Prior to the distribution of John Henry Carter’s and Laura Frances Flatt Carter’s estate, Shirley Hutchison was informed that William A. Smith, Jr. intended to assert a claim for a distributive share of his great-grandparents’ estate based upon Tenn.Code Ann. § 31-2-104(b)(l).3 Joseph *535Stanley Carter’s mother objected and took the position that her son was entitled to the entire one half interest in the estate descending through William Lloyd Carter. She based this assertion upon Tenn.Code Ann. § 31-1-106 which she interpreted as applying to persons claiming an inheritance through a slayer in the same way it applies to the slayer himself.

The trial court awarded William A. Smith, Jr. one quarter of his great-grandparents’ estate.4 Thus, the stage has been set for this Court’s consideration of a question of first impression in this State.
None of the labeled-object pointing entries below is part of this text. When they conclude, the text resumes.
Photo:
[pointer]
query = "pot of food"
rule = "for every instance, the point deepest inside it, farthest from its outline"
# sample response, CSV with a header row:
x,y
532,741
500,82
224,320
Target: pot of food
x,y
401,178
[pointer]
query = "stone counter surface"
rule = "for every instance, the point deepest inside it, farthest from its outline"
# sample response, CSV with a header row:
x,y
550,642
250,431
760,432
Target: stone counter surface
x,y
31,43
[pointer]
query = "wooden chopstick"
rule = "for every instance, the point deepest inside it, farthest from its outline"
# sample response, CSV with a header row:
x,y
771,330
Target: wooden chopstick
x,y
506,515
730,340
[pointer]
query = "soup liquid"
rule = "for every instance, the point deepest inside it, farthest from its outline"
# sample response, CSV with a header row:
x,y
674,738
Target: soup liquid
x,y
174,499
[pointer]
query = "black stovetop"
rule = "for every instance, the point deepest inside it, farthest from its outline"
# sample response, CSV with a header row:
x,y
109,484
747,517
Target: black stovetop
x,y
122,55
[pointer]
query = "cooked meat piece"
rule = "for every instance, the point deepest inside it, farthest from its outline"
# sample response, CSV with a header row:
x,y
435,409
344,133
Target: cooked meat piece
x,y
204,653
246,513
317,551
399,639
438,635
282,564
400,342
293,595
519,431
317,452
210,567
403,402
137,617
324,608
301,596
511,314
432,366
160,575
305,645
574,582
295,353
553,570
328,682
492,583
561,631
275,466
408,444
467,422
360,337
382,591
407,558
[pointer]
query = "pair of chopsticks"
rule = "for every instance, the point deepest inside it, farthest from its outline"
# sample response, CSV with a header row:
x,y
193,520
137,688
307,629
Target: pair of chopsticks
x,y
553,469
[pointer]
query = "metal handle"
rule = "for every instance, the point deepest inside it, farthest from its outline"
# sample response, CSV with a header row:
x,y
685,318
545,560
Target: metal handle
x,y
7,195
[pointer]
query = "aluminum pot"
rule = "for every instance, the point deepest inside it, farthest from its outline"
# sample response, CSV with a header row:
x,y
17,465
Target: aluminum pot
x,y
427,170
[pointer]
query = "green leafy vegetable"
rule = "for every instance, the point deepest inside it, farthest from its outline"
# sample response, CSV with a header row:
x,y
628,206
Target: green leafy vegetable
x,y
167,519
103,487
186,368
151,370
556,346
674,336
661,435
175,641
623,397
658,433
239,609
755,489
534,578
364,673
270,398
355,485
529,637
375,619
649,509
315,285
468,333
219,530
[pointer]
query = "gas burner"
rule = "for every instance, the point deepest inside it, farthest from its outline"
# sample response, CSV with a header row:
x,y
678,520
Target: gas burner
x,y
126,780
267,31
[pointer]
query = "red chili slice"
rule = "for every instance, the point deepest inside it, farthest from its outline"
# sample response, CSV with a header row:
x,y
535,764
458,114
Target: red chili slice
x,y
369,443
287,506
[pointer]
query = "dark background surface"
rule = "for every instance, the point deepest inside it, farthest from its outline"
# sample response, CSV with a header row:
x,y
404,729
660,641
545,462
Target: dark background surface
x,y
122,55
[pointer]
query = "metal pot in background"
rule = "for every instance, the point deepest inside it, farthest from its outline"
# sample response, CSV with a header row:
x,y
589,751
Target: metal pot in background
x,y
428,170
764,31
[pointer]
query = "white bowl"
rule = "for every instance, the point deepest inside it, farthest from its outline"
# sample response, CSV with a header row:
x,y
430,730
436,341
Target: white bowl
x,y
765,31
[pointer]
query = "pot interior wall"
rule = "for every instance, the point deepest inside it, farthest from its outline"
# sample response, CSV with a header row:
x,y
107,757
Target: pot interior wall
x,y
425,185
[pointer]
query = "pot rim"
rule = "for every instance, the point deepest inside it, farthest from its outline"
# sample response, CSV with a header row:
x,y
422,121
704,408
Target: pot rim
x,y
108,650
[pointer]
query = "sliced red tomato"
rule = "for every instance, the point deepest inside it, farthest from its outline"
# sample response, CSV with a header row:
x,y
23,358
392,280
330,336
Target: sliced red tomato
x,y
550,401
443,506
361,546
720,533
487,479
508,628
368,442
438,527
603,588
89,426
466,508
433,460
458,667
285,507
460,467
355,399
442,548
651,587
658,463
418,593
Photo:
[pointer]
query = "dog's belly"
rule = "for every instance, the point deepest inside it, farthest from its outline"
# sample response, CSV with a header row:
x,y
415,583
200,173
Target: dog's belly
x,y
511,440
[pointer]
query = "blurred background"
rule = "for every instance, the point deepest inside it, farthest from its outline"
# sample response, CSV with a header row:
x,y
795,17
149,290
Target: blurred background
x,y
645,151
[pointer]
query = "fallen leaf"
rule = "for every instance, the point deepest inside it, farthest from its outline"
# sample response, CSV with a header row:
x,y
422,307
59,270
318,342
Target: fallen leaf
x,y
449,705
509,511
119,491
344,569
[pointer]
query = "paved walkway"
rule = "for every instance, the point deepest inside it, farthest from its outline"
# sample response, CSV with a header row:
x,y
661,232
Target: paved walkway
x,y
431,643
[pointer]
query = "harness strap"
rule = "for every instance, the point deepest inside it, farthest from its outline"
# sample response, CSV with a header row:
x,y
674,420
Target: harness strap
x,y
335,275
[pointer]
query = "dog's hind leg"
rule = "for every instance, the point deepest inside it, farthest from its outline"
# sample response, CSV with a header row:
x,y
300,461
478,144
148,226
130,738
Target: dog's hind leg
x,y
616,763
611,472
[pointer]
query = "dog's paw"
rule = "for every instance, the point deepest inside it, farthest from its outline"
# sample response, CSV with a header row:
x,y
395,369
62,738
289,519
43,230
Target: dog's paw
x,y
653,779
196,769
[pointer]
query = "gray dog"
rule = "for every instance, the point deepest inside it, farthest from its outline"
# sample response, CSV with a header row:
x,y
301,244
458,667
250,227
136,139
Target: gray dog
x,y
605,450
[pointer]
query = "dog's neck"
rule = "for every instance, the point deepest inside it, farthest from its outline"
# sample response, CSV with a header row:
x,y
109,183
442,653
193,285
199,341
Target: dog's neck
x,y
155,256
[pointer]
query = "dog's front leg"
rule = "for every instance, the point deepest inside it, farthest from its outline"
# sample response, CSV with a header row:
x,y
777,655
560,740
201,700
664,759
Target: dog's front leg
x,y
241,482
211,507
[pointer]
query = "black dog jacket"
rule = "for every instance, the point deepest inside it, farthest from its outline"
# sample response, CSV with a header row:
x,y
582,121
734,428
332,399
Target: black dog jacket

This issue is whether the General Assembly, by enacting Tenn.Code Ann. § 31-1-106, intended to prevent certain of the victim’s descendants from receiving a portion of his estate when these descendants are also the children of the person who killed the deceased. Based upon Tennessee’s statute and the earlier cases construing it, we agree with the trial court that the General Assembly did not intend to visit the sins of a parent upon his children.

II.

The Development of Tenn.Code Ann. § 31-1-106

Whether the law should permit a killer to acquire an interest in his victim’s property has been debated by legal authorities and scholars for years. Not much longer than one hundred years ago, the courts in this State apparently permitted a killer to inherit his victim’s property. This was recognized implicitly in a case where a man had killed his wife because she had filed for a divorce. While the husband was disqualified from inheriting on other grounds, the court recognized that the killing alone was not sufficient to prevent him from inheriting his wife’s property. Carter v. Montgomery, 2 Tenn.Ch.Rep. (Cooper) 216, 220 (1875). This decision was in accord with the majority rule for cases involving intestate succession.5

However, permitting the slayer to benefit from his crime did not rest easily with the courts. See Mutual Life Ins. Co. v. Armstrong, 117 U.S. 591, 600, 6 S.Ct. 877, 881, 29 L.Ed. 997 (1886) and B. Cardozo, The Nature of the Judicial Process 43 (1921). Thus, various courts, in the absence of legislative action, began to en-graft exceptions to the laws of descent and distribution to prevent a slayer from inheriting from his victim when they could not identify some other legal means to do so. Two of these exceptions are illustrated by the cases holding that no title passed to the slayer or that legal title passed to the slayer but that equity held him as the constructive trustee for the heirs of the decedent.6

Tennessee is one of those states that followed the authorities holding that the slayer never inherits an interest in his victim’s property. A divided Tennessee Supreme Court adopted this rule in a case characterized by the dissenting judge as a hard case making bad law. This case, like Carter v. Montgomery, 2 Tenn.Ch.Rep. (Cooper) 216 (1875), involved a domestic dispute in which a husband killed his wife after she refused to reconcile with him and then committed suicide. Disputes arose concerning the disposition of certain real property the couple had owned as tenants by the entirety and the proceeds of an insurance policy on the husband’s life that had been assigned to and maintained by the wife out of her *536separate funds. These disputes resulted in two different legal actions which were reviewed separately by the Tennessee Supreme Court at the same term.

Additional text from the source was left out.